Toughest Place To Be A... is a BBC Two television documentary which offered various working or retired professionals in the United Kingdom a different and more challenging working environment in the same profession they worked in. These individuals travel to a foreign country to learn and work under the new environment for ten days. First broadcast in February 2011, a total of fifteen episodes were produced since. In the United States the programme is aired on Al Jazeera America.

==Episodes==

===Series 1===

| Episode No. | Airdate | Title | Location | Total viewers | Weekly channel ranking |
|---|---|---|---|---|---|
| 1 | 13 February 2011 | Toughest Place to be a Paramedic | Guatemala City, Guatemala | 2.16m | 16 |
| 2 | 20 February 2011 | Toughest Place to be a Bus Driver | Manila, Philippines | 2.06m | 17 |
| 3 | 27 February 2011 | Toughest Place to be a Midwife | Monrovia, Liberia | 1.79m | 26 |

===Series 2===

| Episode No. | Airdate | Title | Location | Total viewers | Weekly channel ranking |
|---|---|---|---|---|---|
| 1 | 29 January 2012 | Toughest Place to be a Bin Man | Jakarta, Indonesia | 2.68m | 4 |
| 2 | 5 February 2012 | Toughest Place to be a Fisherman | Mania, Sierra Leone | 2.02m | 21 |
| 3 | 12 February 2012 | Toughest Place to be a Train Driver | Cerro de Pasco, Peru | 2.86m | 4 |

===Series 3===

| Episode No. | Airdate | Title | Location | Total viewers | Weekly channel ranking |
|---|---|---|---|---|---|
| 1 | 19 August 2012 | Toughest Place to be a Miner | Mongolia | 1.56m | 18 |
| 2 | 26 August 2012 | Toughest Place to be a Ferryman | Dhaka, Bangladesh | Under 1.39m | Outside top 30 |
| 3 | 2 September 2012 | Toughest Place to be a Nurse | Ciudad Juárez, Mexico | 1.64m | 14 |

===Series 4===

| Episode No. | Airdate | Title | Location | Total viewers | Weekly channel ranking |
|---|---|---|---|---|---|
| 1 | 10 March 2013 | Toughest Place to be a Taxi Driver | Mumbai, India | 2.02m | 9 |
| 2 | 17 March 2013 | Toughest Place to be a Farmer | Kenya | 1.38m | 22 |
| 3 | 24 March 2013 | Toughest Place to be a Firefighter | Brazil | Under 1.22m | Outside top 30 |

===The Return===
The workers from the first two series return to the countries that challenged them, revisiting the hosts that accommodated them and testing the skills they learned from their past experiences.

| Episode No. | Airdate | Title | Location | Total viewers | Weekly channel ranking |
|---|---|---|---|---|---|
| 1 | 31 March 2013 | Toughest Place to be a Bus Driver | Manila, Philippines | 1.19m | 27 |
| 2 | 7 April 2013 | Toughest Place to be a Fisherman | Mania, Sierra Leone | 1.22m | 25 |
| 3 | 21 April 2013 | Toughest Place to be a Bin Man | Jakarta, Indonesia | 1.73m | 12 |

==Response==
In the episodes, the plight of the difficult situation faced by the hosts (who housed and gave on-job training to the British professional) in the foreign countries can be noticed.

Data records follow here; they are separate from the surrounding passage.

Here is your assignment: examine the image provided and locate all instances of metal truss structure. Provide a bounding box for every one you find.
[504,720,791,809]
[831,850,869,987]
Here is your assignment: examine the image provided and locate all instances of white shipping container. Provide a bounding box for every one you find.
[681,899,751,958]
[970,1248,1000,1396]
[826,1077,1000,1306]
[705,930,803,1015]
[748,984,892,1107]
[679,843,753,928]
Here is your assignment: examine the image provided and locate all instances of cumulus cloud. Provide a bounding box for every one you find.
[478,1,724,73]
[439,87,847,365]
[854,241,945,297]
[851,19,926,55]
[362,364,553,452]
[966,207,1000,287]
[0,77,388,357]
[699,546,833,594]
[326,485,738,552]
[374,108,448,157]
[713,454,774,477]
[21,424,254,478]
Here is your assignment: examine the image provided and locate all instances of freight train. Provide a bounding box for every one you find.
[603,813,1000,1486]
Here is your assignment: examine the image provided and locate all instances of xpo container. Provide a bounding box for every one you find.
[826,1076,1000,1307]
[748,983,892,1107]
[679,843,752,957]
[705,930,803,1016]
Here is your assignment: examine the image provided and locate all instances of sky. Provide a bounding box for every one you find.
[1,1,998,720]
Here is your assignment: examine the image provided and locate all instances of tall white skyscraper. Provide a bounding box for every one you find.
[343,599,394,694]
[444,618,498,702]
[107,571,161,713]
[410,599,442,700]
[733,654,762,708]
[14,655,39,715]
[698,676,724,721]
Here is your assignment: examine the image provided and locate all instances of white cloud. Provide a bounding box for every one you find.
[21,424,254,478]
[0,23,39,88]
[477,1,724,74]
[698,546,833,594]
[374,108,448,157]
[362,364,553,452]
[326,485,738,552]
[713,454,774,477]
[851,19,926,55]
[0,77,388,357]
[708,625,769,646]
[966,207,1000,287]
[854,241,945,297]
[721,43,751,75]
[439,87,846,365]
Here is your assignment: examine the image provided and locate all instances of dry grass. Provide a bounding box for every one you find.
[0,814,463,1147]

For the case of fishing, the episode's broadcast has led to a supportive response from the UK fishing industry and the setting up of a fundraising charity for fishing communities in Sierra Leone. Joshua West's experience with Rogelio Castro, a jeepney driver whom he stayed with in Manila, led to him starting a charity effort to provide for the education of Castro's grandchildren as well as other impoverished children in the city.